Ogni volta che ho scritto delle mie esperienze perché credevo fossero importanti; che il potere delle parole era così forte e l'intuizione delle esperienze di prima mano acquisite attraverso i viaggi non ha eguali.

Sapevo che cosa stavo facendo era importante quando ho iniziato a ricevere e-mail da persone che volevano sapere come potevano viaggiare in questo paese proibito.

Il potere del viaggio si manifestò quando andarono a Cuba, tornarono e condivisero le loro storie. Ho attaccato il mio nome a quello che ho scritto nonostante i rischi perché credo che l'atto di viaggiare e quindi condividere sia l'atto più americano, il più patriottico, il più democratico che un comune cittadino possa compiere.

Non sono l'unico americano a crederci.

Presidenti Sulla Strada

Nel suo articolo ponderato sull'argomento poco studiato dell'influenza delle esperienze di viaggio sui leader mondiali, James B. Hunt ha scritto: “Le esperienze di viaggio [danno alle persone] prospettive sulla propria vita e aiutano a creare una visione indipendente o una voce espressiva.”

John Quincy Adams era uno di questi leader. Adams riuscì a viaggiare in tenera età grazie al posto diplomatico di suo padre.

All'età di 11 anni, Adams si trovò in Francia. Le sue riviste mostrano un ragazzo desideroso di immergersi nella cultura e persino di imparare la lingua. Con passione visibile, scrisse a casa a suo fratello,

“Dato che i miei pensieri sono principalmente occupati sulla lingua francese, e poiché desidero che trasformi i tuoi allo stesso modo, prima di me, non riesco a pensare a un Soggetto che ti scriva su più piacevole e utile sia per te che per me di quanto Questo…."

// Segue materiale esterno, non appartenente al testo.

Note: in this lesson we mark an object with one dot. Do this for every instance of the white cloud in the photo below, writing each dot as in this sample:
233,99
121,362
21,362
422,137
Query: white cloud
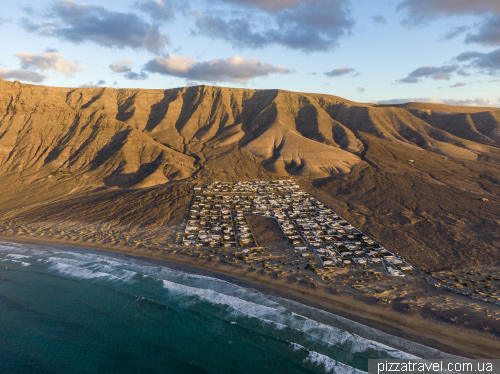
48,61
121,66
479,102
23,75
338,72
233,69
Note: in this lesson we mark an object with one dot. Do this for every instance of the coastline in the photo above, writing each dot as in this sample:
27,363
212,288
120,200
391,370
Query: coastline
426,332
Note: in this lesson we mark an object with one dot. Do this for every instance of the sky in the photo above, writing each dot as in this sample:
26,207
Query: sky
385,51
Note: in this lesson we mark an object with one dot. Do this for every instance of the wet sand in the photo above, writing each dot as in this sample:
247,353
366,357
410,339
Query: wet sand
428,326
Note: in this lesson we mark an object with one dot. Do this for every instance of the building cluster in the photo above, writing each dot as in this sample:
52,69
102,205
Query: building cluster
217,219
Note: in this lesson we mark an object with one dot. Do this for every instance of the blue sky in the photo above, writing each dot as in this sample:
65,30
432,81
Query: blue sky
444,51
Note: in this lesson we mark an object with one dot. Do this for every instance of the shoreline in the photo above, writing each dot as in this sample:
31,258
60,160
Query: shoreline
425,332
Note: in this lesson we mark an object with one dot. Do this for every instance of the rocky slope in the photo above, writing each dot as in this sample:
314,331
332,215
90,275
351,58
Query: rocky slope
59,144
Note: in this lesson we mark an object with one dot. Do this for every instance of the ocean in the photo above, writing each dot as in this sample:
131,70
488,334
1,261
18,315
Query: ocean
75,310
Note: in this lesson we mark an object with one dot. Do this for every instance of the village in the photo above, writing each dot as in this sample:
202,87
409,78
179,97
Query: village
217,220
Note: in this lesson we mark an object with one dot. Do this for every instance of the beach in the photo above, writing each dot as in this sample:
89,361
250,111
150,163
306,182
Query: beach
401,321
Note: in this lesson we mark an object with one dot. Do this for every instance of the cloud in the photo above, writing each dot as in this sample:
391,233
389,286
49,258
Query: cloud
379,20
453,33
419,11
136,76
308,25
481,102
488,34
48,61
488,62
159,10
436,73
78,23
234,69
338,72
23,75
121,66
270,6
91,84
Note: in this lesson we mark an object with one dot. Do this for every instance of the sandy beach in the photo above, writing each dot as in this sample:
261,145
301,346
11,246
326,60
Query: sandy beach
454,326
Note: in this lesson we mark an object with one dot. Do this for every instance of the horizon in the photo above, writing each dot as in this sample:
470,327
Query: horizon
385,52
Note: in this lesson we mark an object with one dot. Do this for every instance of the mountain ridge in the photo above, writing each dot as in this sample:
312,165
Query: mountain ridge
399,172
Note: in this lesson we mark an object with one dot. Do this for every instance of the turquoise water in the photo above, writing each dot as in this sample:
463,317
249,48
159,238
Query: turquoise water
81,311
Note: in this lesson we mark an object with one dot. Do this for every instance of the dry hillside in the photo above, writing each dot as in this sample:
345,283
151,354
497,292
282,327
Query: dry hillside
129,156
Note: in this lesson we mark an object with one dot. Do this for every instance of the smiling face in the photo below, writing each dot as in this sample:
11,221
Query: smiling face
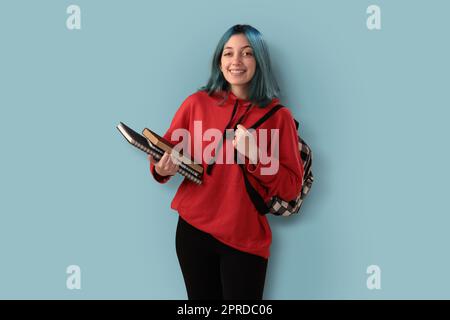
238,64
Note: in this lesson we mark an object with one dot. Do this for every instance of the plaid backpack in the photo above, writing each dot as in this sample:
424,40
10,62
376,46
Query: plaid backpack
276,205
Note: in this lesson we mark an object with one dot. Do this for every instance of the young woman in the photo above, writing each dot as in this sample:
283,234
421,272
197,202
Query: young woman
222,242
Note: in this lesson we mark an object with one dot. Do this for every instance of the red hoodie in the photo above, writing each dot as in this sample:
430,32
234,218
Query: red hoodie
220,205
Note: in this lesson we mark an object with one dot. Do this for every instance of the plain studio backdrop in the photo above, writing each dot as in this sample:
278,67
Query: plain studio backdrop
373,105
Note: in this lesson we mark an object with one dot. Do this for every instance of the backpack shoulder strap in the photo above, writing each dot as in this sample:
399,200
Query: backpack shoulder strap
266,116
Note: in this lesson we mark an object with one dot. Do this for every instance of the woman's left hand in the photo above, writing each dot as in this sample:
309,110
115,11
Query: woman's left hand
244,142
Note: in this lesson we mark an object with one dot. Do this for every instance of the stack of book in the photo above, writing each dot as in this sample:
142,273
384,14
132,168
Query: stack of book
155,145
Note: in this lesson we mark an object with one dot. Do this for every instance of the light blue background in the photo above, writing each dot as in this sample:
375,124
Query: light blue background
373,106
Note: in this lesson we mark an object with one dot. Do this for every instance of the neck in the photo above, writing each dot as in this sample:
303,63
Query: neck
240,92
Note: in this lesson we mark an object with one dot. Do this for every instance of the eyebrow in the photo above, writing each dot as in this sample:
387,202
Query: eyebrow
241,48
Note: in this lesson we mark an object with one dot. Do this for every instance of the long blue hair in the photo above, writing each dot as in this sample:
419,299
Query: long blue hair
263,87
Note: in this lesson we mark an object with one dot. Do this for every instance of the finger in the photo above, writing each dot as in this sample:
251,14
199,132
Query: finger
164,159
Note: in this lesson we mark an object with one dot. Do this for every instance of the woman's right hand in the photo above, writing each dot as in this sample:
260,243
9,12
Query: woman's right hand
166,166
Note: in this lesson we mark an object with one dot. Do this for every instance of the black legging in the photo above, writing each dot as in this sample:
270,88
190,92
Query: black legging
213,270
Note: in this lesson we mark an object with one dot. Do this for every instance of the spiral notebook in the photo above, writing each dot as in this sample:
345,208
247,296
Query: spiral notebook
145,145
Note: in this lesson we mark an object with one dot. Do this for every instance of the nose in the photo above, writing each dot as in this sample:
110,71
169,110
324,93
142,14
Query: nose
236,59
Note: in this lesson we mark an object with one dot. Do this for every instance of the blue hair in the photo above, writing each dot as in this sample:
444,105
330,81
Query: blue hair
263,87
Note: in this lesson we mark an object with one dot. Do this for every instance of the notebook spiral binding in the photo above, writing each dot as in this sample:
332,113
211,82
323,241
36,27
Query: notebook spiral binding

Prima di compiere 20 anni, Adams aveva viaggiato in Francia, Spagna, Paesi Bassi, Russia, Finlandia, Svezia, Danimarca, Germania e Inghilterra. L'effetto, ha scritto Hunt, è stato un aumento della "consapevolezza interculturale di Adams, fiducia in se stessi, maturità e stima della famiglia e degli amici".

Anche Theodore Roosevelt era un viaggiatore avido, sia negli Stati Uniti che oltre. Nel suo voluminoso diario di viaggio, A Book-Lover's Holidays in the Open, Roosevelt descrive i suoi viaggi e le sue avventure nella natura selvaggia in Nord e Sud America, condividendo le sue intuizioni.

Durante un viaggio in Argentina, Brasile, Cile e Uruguay, Roosevelt scrisse,

"Darwin … parlando dell'arretratezza dei paesi che si affacciano sul fiume Plate, si sofferma sul modo in cui sono in ritardo … rispetto ai coloni inglesi in Australia e Nord America. Se fosse vivo ora, lo sviluppo dei paesi intorno a Buenos Ayres [sic] e Montevideo gli farebbe rivedere il suo giudizio”.

Alla fine del viaggio, Roosevelt lo ha concluso

"L'Argentina, il Cile, l'Uruguay e il Brasile hanno molto più da insegnare che da imparare dai paesi di lingua inglese che sono così orgogliosi della loro abbondante prosperità materiale e della loro educazione e intelligenza diffusa, ma superficiale, popolare".

Un atto patriottico

Se fosse vivo adesso, mi chiedo cosa direbbe Roosevelt di ciò che Cuba può insegnare al mondo.